Sergio Goldenstein

Com muita consternação, recebi a notícia do falecimento de HERMES GOLDENSTEIN, meu irmão, primogênito da família, que aos exuberantes 60 anos de idade resolveu nos testar com mais uma de suas proezas: VIAJAR.

Para a rotina dele e de quem desfrutava de tão amável companhia, VIAJAR não significava em absoluto, qualquer tipo de novidade – muito pelo contrário – afinal, os últimos 44 anos, cerca de 530 meses, 16 mil dias e sei lá quantas horas, ELE passou viajando, cumprindo com zelo, afeição,responsabilidade e dedicação a função de caminhoneiro que norteou toda sua vida.

HERMES não era mais “UM”; ELE era “O” caminhoneiro.

Conseguia com seu jeito simples, refinar o profissional do volante, engrandecendo a categoria e sempre que podia, emprestava à seus semelhantes, seus conhecimentos qualificados de um perito extraordinário e que conhecia com profundidade o ato de dirigir com consciência, com prática, discernimento e muita noção. Dificilmente cedia as chantagens dos “guardas” e quando era inevitável reclamava: “hoje fiquei sem o café da manhã”.

Diante de tantas ações, deixou sua marca indelével na diretoria do Sindicato dos Condutores Autômos de Paranaguá na função de Tesoureiro.

Com uma comunicação pura “ELE” fazia amizades e estreitava relacionamentos, esparramando amigos pelas passagens e paragens das estradas deste país. De gosto aguçado apreciava todo tipo de tempero, não dispensava o aperitivo e muito menos a companhia dos mais “chegados”. Tinha sempre uma estória engatilhada, uma anedota inédita e respostas na ponta da língua. HERMES não gostava de levar desaforo pra casa e tinha por hábito “fazer no momento sem deixar pra depois”. De opinião em opinião ele foi construindo sua HISTÓRIA.

Não me recordo que a vida tenha lhe ofertado algum tipo de vantagem premiada. Tudo o que possuiu teve que buscar muitas vezes se embrenhando em matas fechadas e mergulhando em águas turvas, enfrentando o desconhecido, quebrando paradigmas. Talvez assim tivesse alguns dissabores na tragetória. Mas era suscetível de aplicações prática, voltado para a ação de boa conduta, verdadeiramente pragmático.

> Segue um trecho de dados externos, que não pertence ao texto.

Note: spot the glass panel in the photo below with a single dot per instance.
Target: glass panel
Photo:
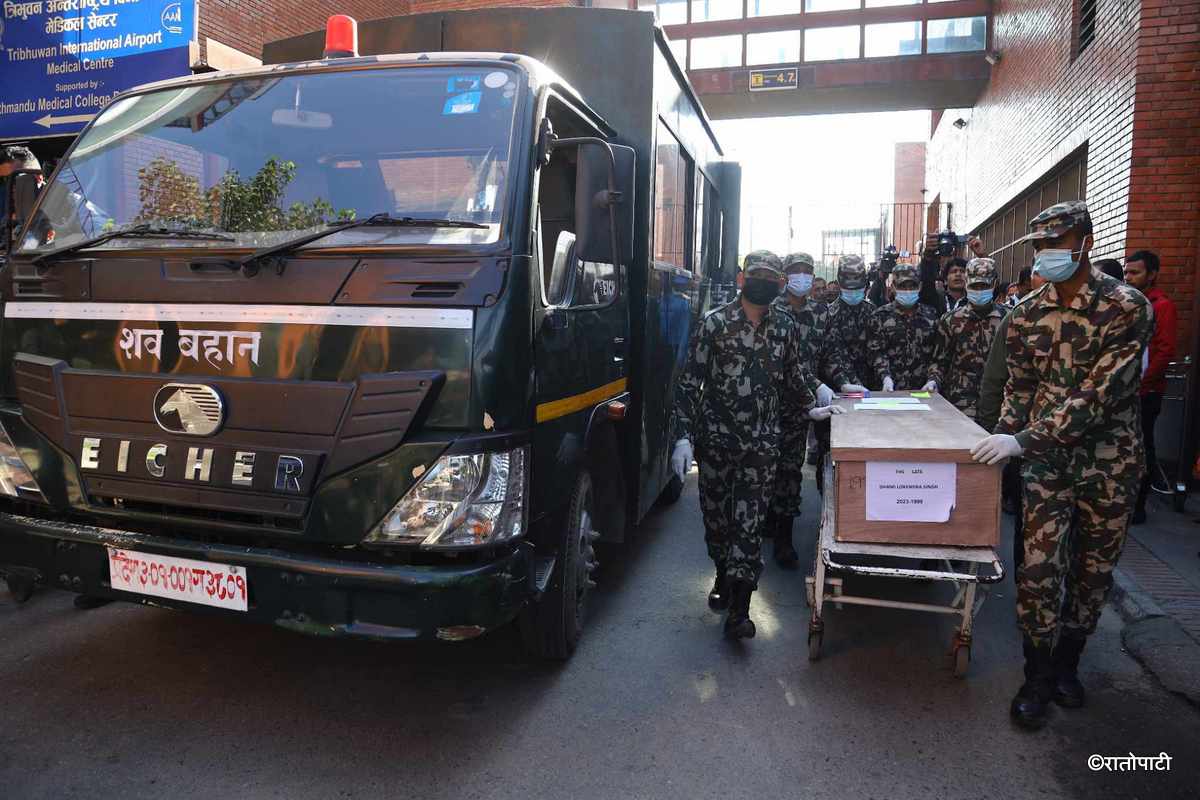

Outro dia fiquei sabendo que não acreditava muito em Deus. Entretanto toda vez que pegava a estrada fazia o sinal da cruz em clara atitude de quem buscava proteção divina. Portanto, temente a um Deus que só “ELE” sabia onde encontrar e que certamente não o desamparava. E creio que foi este DEUS que o tenha protegido pelos milhares e milhares de quilômetros perigosos pela rota percorrida neste estágio na terra.

E o HERMES finalmente VIAJOU.

Talvez a viagem que sempre buscara. Viajou com bilhete de ida e sem hora marcada. Foi embora sem contar pra ninguém. Tudo no maior sigilo. Não sei informar por quais aldeias, lugarejos, povoados que trafega neste momento. Só sei que a ausência dele está me dando uma saudade danada; uma dor inexplicável no peito; uma vontade de nunca mais parar de chorar.

Sei que irei lhe encontrar sempre na força incomensurável da nossa mãe;

no carisma da Sarita;

na fidelidade do Jaime;

no amor inexplicável da Clarinha;

no pulsar do coração do Israel filho, seu aluno de sempre;

na ausência da Yara;

na minha tristeza de tê-lo perdido.

Sei que irei reencontrá-lo na presença da minha filha Golda Meir, na perseverança da minha esposa Kátia e no som do saxofone do meu filho Israel Netto. Sou também sabedor que ousarei encontrá-lo em seu filho e filhas que igualmente sofrem com a “tal” VIAGEM.

Até outro dia, meu irmão querido. Eu que fui privilegiado em poder participar do seu show da vida, não pude te dar um beijo de até logo. Quer saber de mais uma coisa? Acho que vou é rezar por mim e pelos outros que comigo ficaram, pois certamente você, HERMES, já está sentado ao lado de DEUS-pai “o criador” juntamente com nosso ISRAEL o “pai judeu”.

TE AMAREMOS SEMPRE E OUSAREMOS FAZER DE SEU ENTUSIASMO NOSSA BANDEIRA.